In deze zaak heeft de Rechtbank Midden-Nederland op 17 januari 2014 uitspraak gedaan in een strafzaak tegen een minderjarige verdachte, geboren in 1998, die beschuldigd werd van diefstal met geweld in vereniging en afpersing. De verdachte heeft op 20 oktober 2013 samen met anderen de aangever, [aangever], afgeperst en zijn telefoon (iPhone5) met geweld afgenomen. Tijdens de zitting op 3 januari 2014 heeft de officier van justitie de diefstal met geweld bewezen geacht, maar de afpersing niet. De verdediging heeft eveneens gepleit voor vrijspraak van de afpersing, maar erkende de diefstal met geweld. De rechtbank heeft vastgesteld dat de dagvaarding geldig was en dat zij bevoegd was om de zaak te behandelen.
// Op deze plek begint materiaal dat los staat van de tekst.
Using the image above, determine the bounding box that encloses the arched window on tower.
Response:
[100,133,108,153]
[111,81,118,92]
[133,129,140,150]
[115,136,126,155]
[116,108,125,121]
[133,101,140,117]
De rechtbank heeft de verklaringen van de verdachte en de medeverdachten, alsook de aangifte van de aangever en de geneeskundige verklaring, in overweging genomen. De rechtbank oordeelde dat de diefstal met geweld wettig en overtuigend bewezen was, terwijl er onvoldoende bewijs was voor de afpersing. De verdachte heeft de diefstal bekend, maar niet de afpersing. De rechtbank heeft de verdachte vrijgesproken van de afpersing en hem schuldig bevonden aan diefstal met geweld, gepleegd door twee of meer verenigde personen.
Wat betreft de strafoplegging heeft de officier van justitie een werkstraf van 120 uur geëist, met een voorwaardelijk deel van 60 uur. De rechtbank heeft rekening gehouden met de ernst van het feit, de omstandigheden waaronder het is gepleegd en de persoon van de verdachte. De rechtbank heeft de verdachte veroordeeld tot een werkstraf van 120 uur, waarvan 60 uur voorwaardelijk met een proeftijd van twee jaar. Daarnaast is de verdachte veroordeeld tot betaling van € 500,00 aan de benadeelde partij, vermeerderd met wettelijke rente. De rechtbank heeft de vordering van de benadeelde partij voor het overige deel niet-ontvankelijk verklaard, zodat de benadeelde partij dit deel bij de burgerlijke rechter kan aanbrengen.